Éducation à la traîne

En Guyane, près d'un jeune sur deux ne possède ni CAP ni baccalauréat. Le taux de chômage des moins de 25 ans avoisine les 50 %. Depuis 2009, il ne cesse d'augmenter. Malgré les promesses des candidats aux élections locales, il manque des établissements et des enseignants un peu partout. Le rythme à tenir est dément. «D'ici à 2040, la population pourrait doubler», selon l'Institut d'émission des départements d'outre-mer (Iedom). Dans la commune amérindienne de Camopi-Trois-Sauts, à la frontière avec le Brésil, on milite pour un assainissement des salles de classe. Malgré un blocage des écoles aux rentrées scolaires 2014 et 2016, «rien n'a été fait, à part chasser les chauves-souris», se lamente Jean-Philippe Chambrier, coordinateur général de la Fédération des organisations autochtones de Guyane.

Économie déréglée

Dans ce péyi où les financements publics représentent près de 90 % du PIB, 2014 et 2015 ont été marqués localement par les coups de gueule répétés des patrons du bâtiment, pour une reprise de la commande publique. Parallèlement, les syndicats de patrons n'ont pas relâché la pression sur les institutions locales pour que soit actionné un plan de développement massif et que soient apurées les dettes publiques envers les fournisseurs.

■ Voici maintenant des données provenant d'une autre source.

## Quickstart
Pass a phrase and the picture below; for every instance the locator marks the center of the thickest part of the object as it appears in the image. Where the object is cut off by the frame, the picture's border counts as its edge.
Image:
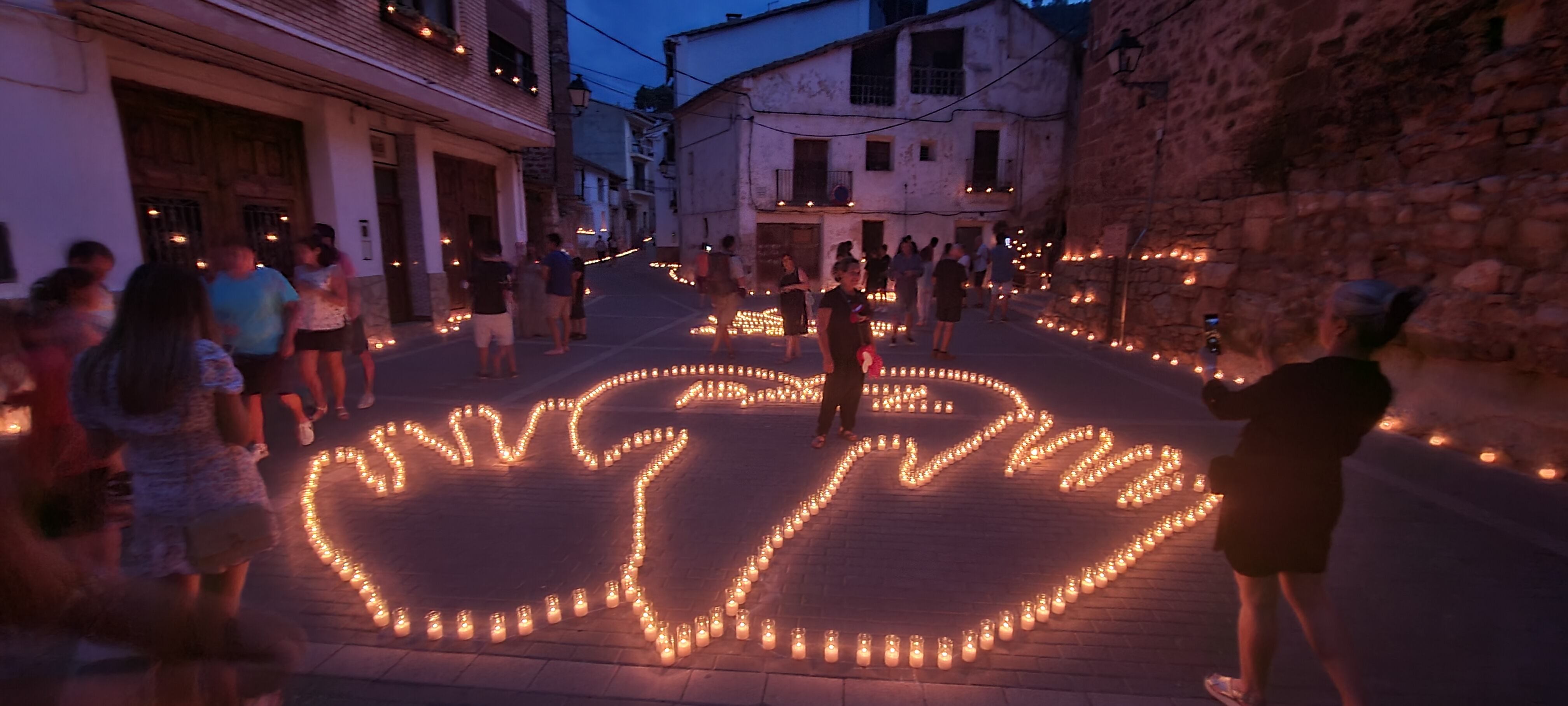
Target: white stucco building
(167, 128)
(945, 124)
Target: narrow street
(1429, 543)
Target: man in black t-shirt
(843, 330)
(490, 297)
(949, 286)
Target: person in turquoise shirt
(258, 311)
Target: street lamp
(579, 93)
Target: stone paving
(1449, 575)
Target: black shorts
(325, 341)
(949, 310)
(357, 336)
(264, 376)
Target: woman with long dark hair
(1282, 486)
(793, 305)
(324, 319)
(164, 391)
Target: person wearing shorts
(490, 295)
(949, 280)
(357, 341)
(557, 292)
(258, 311)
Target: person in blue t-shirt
(258, 311)
(557, 292)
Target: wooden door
(206, 175)
(800, 241)
(466, 208)
(394, 245)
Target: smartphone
(1211, 344)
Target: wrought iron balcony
(814, 187)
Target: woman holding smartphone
(1283, 487)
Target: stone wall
(1305, 143)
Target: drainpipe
(1148, 222)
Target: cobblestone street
(1448, 573)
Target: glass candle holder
(891, 650)
(524, 620)
(401, 624)
(433, 625)
(682, 639)
(769, 634)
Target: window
(438, 12)
(512, 65)
(937, 63)
(878, 156)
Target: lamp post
(579, 93)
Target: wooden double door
(206, 175)
(800, 241)
(466, 204)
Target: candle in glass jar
(891, 650)
(524, 620)
(682, 639)
(742, 625)
(769, 634)
(498, 627)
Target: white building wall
(62, 157)
(918, 198)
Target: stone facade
(1304, 143)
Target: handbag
(222, 539)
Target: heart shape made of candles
(778, 388)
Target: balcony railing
(814, 187)
(990, 176)
(871, 90)
(937, 82)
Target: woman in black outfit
(793, 306)
(1283, 489)
(843, 329)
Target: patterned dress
(181, 467)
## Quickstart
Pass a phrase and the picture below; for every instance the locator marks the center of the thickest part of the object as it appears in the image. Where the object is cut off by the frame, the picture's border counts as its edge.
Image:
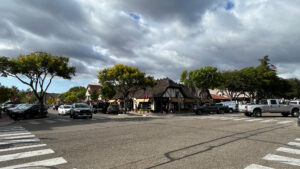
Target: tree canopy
(204, 78)
(36, 70)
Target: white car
(64, 109)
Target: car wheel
(295, 112)
(257, 113)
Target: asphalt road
(230, 141)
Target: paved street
(110, 141)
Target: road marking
(282, 159)
(64, 120)
(284, 122)
(255, 166)
(49, 121)
(34, 122)
(18, 137)
(294, 144)
(254, 120)
(267, 121)
(19, 141)
(23, 147)
(47, 163)
(14, 134)
(289, 150)
(25, 155)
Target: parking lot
(156, 141)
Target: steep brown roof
(216, 97)
(94, 87)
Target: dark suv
(80, 110)
(28, 111)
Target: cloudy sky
(160, 37)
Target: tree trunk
(124, 100)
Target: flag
(273, 67)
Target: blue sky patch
(135, 16)
(229, 5)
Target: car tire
(285, 114)
(257, 113)
(295, 113)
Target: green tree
(107, 91)
(79, 92)
(123, 78)
(36, 70)
(51, 100)
(204, 78)
(71, 99)
(94, 95)
(231, 84)
(5, 93)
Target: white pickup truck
(270, 106)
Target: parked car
(113, 109)
(211, 107)
(81, 110)
(64, 109)
(233, 107)
(272, 106)
(28, 111)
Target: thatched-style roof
(159, 89)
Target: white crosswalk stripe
(289, 150)
(25, 155)
(254, 120)
(18, 138)
(255, 166)
(294, 144)
(284, 122)
(22, 147)
(268, 121)
(282, 159)
(47, 163)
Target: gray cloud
(165, 38)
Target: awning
(142, 100)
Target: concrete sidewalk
(5, 119)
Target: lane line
(294, 144)
(284, 122)
(254, 120)
(289, 150)
(282, 159)
(18, 137)
(25, 155)
(49, 121)
(15, 134)
(255, 166)
(241, 119)
(46, 163)
(23, 147)
(64, 120)
(268, 121)
(34, 122)
(19, 141)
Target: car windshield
(25, 106)
(81, 106)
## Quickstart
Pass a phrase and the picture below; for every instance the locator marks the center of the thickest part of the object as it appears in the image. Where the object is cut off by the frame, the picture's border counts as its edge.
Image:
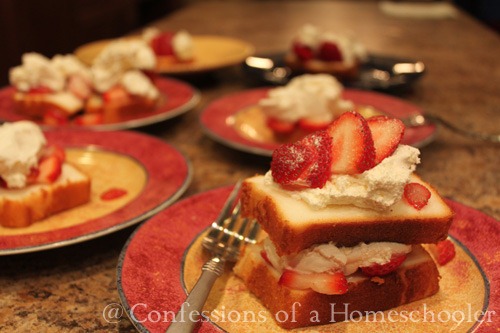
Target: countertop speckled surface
(67, 289)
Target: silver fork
(420, 120)
(224, 240)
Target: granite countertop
(68, 289)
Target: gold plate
(210, 52)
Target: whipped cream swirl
(21, 144)
(313, 96)
(377, 188)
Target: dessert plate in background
(179, 97)
(210, 53)
(120, 159)
(175, 259)
(378, 72)
(236, 121)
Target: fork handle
(187, 317)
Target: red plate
(152, 275)
(111, 159)
(180, 98)
(217, 124)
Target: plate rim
(248, 48)
(119, 226)
(266, 149)
(146, 120)
(214, 326)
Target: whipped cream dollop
(351, 49)
(21, 144)
(314, 96)
(37, 70)
(183, 46)
(119, 58)
(377, 188)
(182, 42)
(328, 258)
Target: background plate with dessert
(377, 72)
(210, 52)
(114, 161)
(471, 279)
(176, 98)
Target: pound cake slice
(293, 225)
(23, 207)
(35, 179)
(415, 279)
(344, 215)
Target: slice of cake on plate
(316, 51)
(345, 217)
(35, 180)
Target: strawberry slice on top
(329, 51)
(353, 150)
(305, 163)
(387, 134)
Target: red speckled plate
(218, 118)
(112, 160)
(153, 275)
(180, 97)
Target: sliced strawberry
(162, 44)
(113, 193)
(289, 161)
(89, 119)
(33, 175)
(319, 171)
(387, 134)
(264, 256)
(303, 52)
(352, 147)
(94, 104)
(313, 125)
(306, 163)
(40, 90)
(280, 126)
(381, 270)
(50, 169)
(443, 251)
(116, 94)
(55, 117)
(324, 283)
(417, 195)
(329, 51)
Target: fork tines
(227, 233)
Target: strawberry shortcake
(119, 85)
(308, 103)
(317, 51)
(170, 47)
(36, 181)
(344, 217)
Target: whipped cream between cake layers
(315, 96)
(21, 144)
(122, 63)
(377, 188)
(328, 258)
(351, 49)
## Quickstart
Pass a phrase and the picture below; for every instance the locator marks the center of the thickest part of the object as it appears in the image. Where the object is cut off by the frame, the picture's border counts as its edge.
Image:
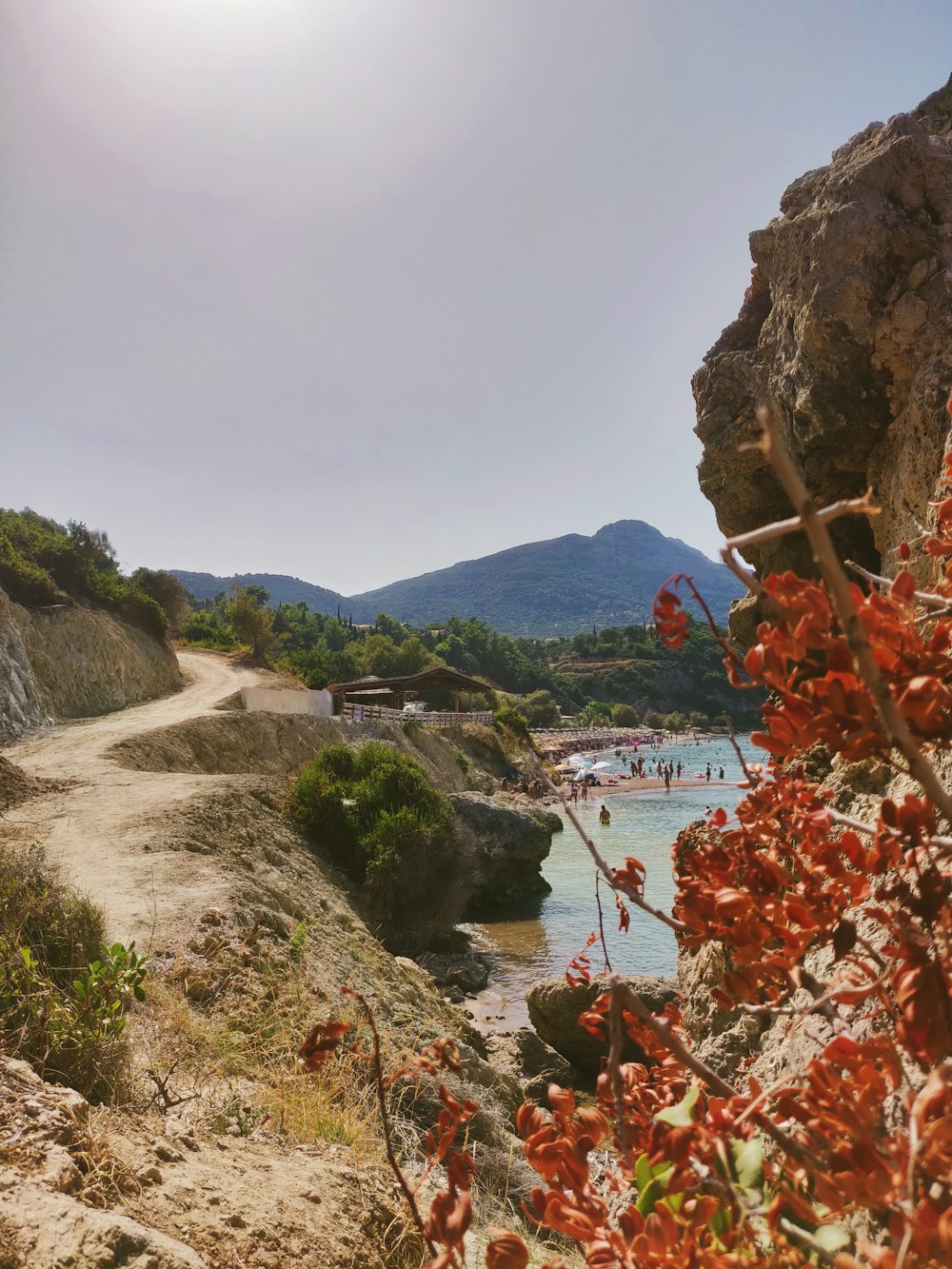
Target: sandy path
(106, 830)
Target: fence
(430, 717)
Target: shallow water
(540, 938)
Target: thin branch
(744, 575)
(601, 924)
(607, 872)
(780, 528)
(663, 1031)
(616, 1032)
(385, 1120)
(924, 597)
(840, 589)
(748, 774)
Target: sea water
(539, 938)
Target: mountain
(559, 586)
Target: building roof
(437, 678)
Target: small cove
(539, 938)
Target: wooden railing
(430, 717)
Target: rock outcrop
(555, 1009)
(509, 845)
(847, 330)
(74, 663)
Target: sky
(353, 289)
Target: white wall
(288, 701)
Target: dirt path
(106, 829)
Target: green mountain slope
(543, 589)
(556, 586)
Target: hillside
(544, 589)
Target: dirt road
(106, 827)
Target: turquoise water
(540, 938)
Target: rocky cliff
(847, 330)
(74, 663)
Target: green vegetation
(63, 993)
(590, 675)
(375, 811)
(44, 563)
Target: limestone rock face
(74, 663)
(509, 846)
(555, 1009)
(847, 330)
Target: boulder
(466, 971)
(509, 845)
(555, 1009)
(540, 1066)
(847, 330)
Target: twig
(616, 1032)
(779, 528)
(744, 575)
(924, 597)
(825, 555)
(748, 774)
(608, 873)
(162, 1085)
(385, 1120)
(663, 1031)
(601, 925)
(800, 1235)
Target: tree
(625, 716)
(167, 591)
(594, 713)
(540, 709)
(251, 622)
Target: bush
(63, 993)
(375, 811)
(251, 621)
(625, 716)
(508, 719)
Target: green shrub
(625, 716)
(375, 811)
(63, 993)
(510, 720)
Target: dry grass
(240, 1059)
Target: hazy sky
(357, 288)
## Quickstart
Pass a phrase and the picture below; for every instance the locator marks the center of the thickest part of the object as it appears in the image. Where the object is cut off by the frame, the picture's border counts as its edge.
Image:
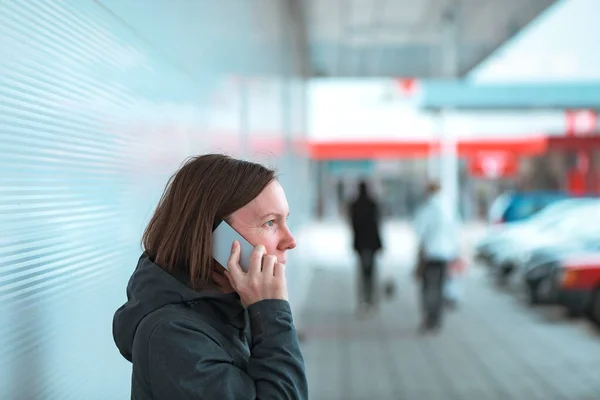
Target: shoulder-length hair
(204, 190)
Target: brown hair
(205, 189)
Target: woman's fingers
(220, 280)
(279, 271)
(269, 265)
(233, 264)
(256, 260)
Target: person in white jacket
(438, 228)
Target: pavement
(494, 346)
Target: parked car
(577, 231)
(509, 248)
(518, 206)
(539, 268)
(577, 285)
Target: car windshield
(554, 214)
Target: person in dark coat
(194, 330)
(364, 216)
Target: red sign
(407, 86)
(493, 165)
(581, 122)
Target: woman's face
(263, 221)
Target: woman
(194, 330)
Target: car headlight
(541, 270)
(524, 258)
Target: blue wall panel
(95, 114)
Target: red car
(578, 285)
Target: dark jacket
(185, 344)
(364, 215)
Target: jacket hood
(151, 288)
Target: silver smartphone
(223, 237)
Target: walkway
(493, 347)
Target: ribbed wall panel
(93, 120)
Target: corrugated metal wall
(97, 108)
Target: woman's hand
(264, 280)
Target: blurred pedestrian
(364, 216)
(437, 228)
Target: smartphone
(223, 237)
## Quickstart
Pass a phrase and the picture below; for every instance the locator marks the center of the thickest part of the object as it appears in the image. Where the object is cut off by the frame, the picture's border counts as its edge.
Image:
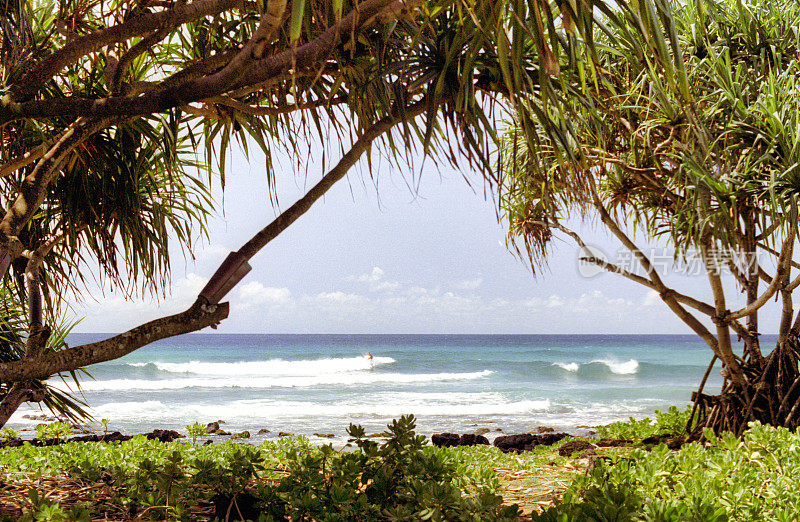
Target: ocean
(306, 384)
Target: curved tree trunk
(770, 394)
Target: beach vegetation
(726, 478)
(400, 479)
(682, 143)
(671, 422)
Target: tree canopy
(689, 135)
(103, 106)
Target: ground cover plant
(726, 478)
(399, 479)
(685, 149)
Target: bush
(728, 479)
(671, 422)
(401, 479)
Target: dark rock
(526, 441)
(114, 436)
(575, 446)
(445, 440)
(449, 440)
(612, 443)
(656, 439)
(164, 435)
(588, 453)
(245, 506)
(470, 439)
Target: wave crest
(617, 367)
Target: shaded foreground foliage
(401, 479)
(727, 478)
(687, 147)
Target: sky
(376, 256)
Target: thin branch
(140, 25)
(302, 205)
(263, 110)
(690, 320)
(775, 253)
(200, 314)
(775, 284)
(258, 71)
(23, 161)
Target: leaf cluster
(400, 479)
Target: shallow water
(303, 384)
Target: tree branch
(308, 55)
(143, 24)
(302, 205)
(197, 317)
(783, 260)
(23, 161)
(673, 304)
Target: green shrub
(401, 479)
(728, 479)
(673, 421)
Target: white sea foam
(252, 411)
(570, 367)
(264, 382)
(272, 366)
(620, 367)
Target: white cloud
(470, 284)
(652, 298)
(376, 281)
(339, 297)
(255, 293)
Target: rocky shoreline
(517, 442)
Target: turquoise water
(303, 384)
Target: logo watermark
(593, 260)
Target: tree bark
(197, 317)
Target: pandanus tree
(104, 104)
(682, 130)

En 2015, les exploitants et les techniciens agricoles se sont ajoutés à la liste des mécontents, certains soutenus par le fort lobby minier qui veut rediscuter la carte foncière (90 % des terres appartiennent à l'Etat). Depuis près de deux semaines, les producteurs tiennent le siège à la direction de l'agriculture et de la forêt de Cayenne, où ils ont installé matelas, marmites et petits cochons.

Le coup de grâce a été porté par le président de l'Assemblée de Guyane, Rodolphe Alexandre, en fin d'année dernière, lorsqu'il a refusé de signer le «pacte d'avenir» avec l'Elysée (1 milliard d'euros d'aides par l'Etat sur dix ans), au motif que ce dernier avait finalement «complètement rejeté ce qui avait été proposé par la communauté territoriale». Ce pacte était pourtant une promesse lancée en décembre 2013 par le chef de l'Etat et restera sans doute comme le rendez-vous manqué de François Hollande avec la Guyane.